If AMD decides to go for 16 core configuration, it would have to face the same challenges as the Threadrippers face. The functionality of some cores in the Threadrippers is greatly impaired due to the indirect memory connection.
Memory controllers are the biggest problem that can be arrived if AMD decides to go with the 16 Core CPU. Starving cores is okay with the enthusiast line of the processors, starved cores in the mainstream lineup is a mistake that we think AMD is smart enough to avoid.
We have seen that the Graphics processors are now to the GDDR6 memory module while the processors are still using the good old DDR4 module. According to certain rumors, it is expected that AMD wants to debut the Ryzen 3000 series with the DDR5 memory module. The rumors behind the DDR5 module can be debunked by the fact that the AM4 socket does not support the DDR5 memory. The other point worth mentioning is the AMD’s history. AMD tries to follow its competitors only when the technology introduced by them is developed enough.
We have seen the case with the Ray Tracing technology that Nvidia introduced with its Turing architecture. AMD is still waiting to see the reaction of people before they decide whether to implement it in their upcoming Graphics cards or to stay away from it.
Same would be the case with the implementation of the DDR5 memory module. If the PC ecosystem is going to move towards DDR5, it would probably be Intel’s move.
A few weeks ago, we talked about the PCI express lanes and how they are still behind their plan. According to the plan, PCI-e 4.0 should be the standard communication lane between the processors and memory in the mainstream systems.
Unfortunately, we are still at the PCIe 3.0 standard, and it is still unsure whether we will migrate towards the new standard in the coming year.
The new Ryzen processors, however, will come with the support of both data transferring lanes like the newer Rome and EPYC processors unveiled by AMD. It will help people who want to use their old AM4 motherboard and will also help the board partners to make the technology mainstream in the coming years. The newer AM4 motherboards will likely come with the support of the PCI express 4.0 lanes.
The 7nm process
AMD has not said much about the new manufacturing process about the Ryzen processors though it is almost certain that the Zen 2 architecture will be built around the 7nm process.
During the reveal of the EPYC data center processors, AMD claimed that the process would bring twice the density while halving the power consumption.
The company also claims 1.25x performance boost at the same level. These advantages will come to the user as a result of faster and cheaper chips.
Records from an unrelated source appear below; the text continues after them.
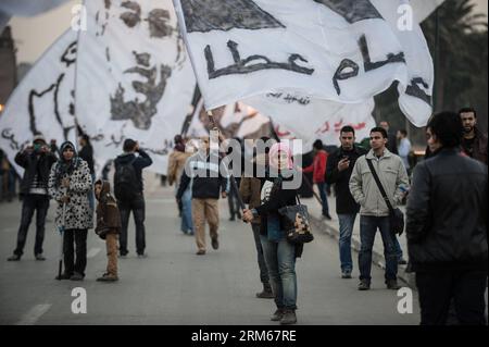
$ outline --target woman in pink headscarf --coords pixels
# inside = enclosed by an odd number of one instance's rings
[[[280,324],[294,324],[297,322],[296,258],[300,257],[302,246],[288,243],[278,210],[297,205],[296,196],[299,187],[291,189],[290,186],[298,175],[293,170],[292,152],[286,144],[273,145],[268,160],[269,172],[262,179],[262,205],[244,210],[243,220],[251,222],[253,218],[261,216],[260,238],[277,306],[271,320],[279,321]]]

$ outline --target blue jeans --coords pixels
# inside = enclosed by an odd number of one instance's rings
[[[96,183],[96,175],[95,174],[90,174],[91,175],[91,184],[95,185]],[[91,188],[88,191],[88,205],[90,206],[91,211],[95,211],[95,191],[93,188]]]
[[[192,224],[192,189],[190,186],[181,196],[181,224],[180,230],[185,234],[193,235]]]
[[[393,239],[394,239],[394,253],[396,257],[398,258],[398,261],[400,261],[403,256],[401,244],[399,244],[399,239],[397,237],[394,237]]]
[[[146,248],[145,196],[142,195],[142,193],[138,193],[137,197],[134,200],[118,201],[117,205],[121,212],[122,224],[121,236],[118,239],[121,255],[127,255],[127,226],[129,224],[130,211],[133,211],[134,223],[136,224],[136,251],[138,255],[143,255]]]
[[[14,255],[22,256],[24,253],[24,246],[27,239],[27,232],[30,222],[36,212],[36,243],[34,245],[34,255],[42,253],[42,243],[45,241],[45,225],[46,215],[49,210],[49,196],[27,194],[22,200],[22,218],[21,226],[17,233],[17,247]]]
[[[317,188],[319,189],[319,197],[321,201],[323,201],[323,214],[329,214],[329,207],[328,207],[328,197],[326,195],[326,184],[323,183],[316,183]]]
[[[355,219],[356,213],[338,214],[340,224],[339,253],[341,271],[351,272],[353,270],[353,261],[351,259],[351,235],[353,233]]]
[[[394,237],[390,232],[389,216],[360,216],[360,280],[371,281],[372,249],[374,248],[377,228],[384,243],[384,257],[386,258],[386,280],[397,280],[398,258],[396,256]]]
[[[296,310],[296,247],[286,238],[271,241],[266,235],[260,235],[260,239],[277,308]]]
It will complicate matters as we have already seen that Intel is struggling with the stability of its 10nm process.
AMD was claiming a 25% performance boost with the new process, but the company’s CTO Mark Papermaster told EEtimes in an interview that the new process is challenging. He said
“Moore’s Law is slowing down, semiconductor nodes are more expensive, and we’re not getting the frequency lift we used to get,” he said in a talk during the launch, calling the 7-nm migration “a rough lift that added masks, more resistance, and parasitics.”
He also said that the use of EUV (extreme Ultraviolet) would come with the 7nm+ node, but the performance improvements will only be modest compared to Intel’s 10nm process.
According to a rumor came from a Youtuber the established that these new processors would be unveiled during the CES 2019 with the expected release date of Q3 2019. On the other hand, AMD has clearly mentioned that AMD is now focusing on the release of the new EPYC processors. So, it is safe to assume that these CPUs and APUs will be released for the consumer market late next year.
We only have to wait now and see whether these new processors can close the single core performance gap between its Intel’s counterparts.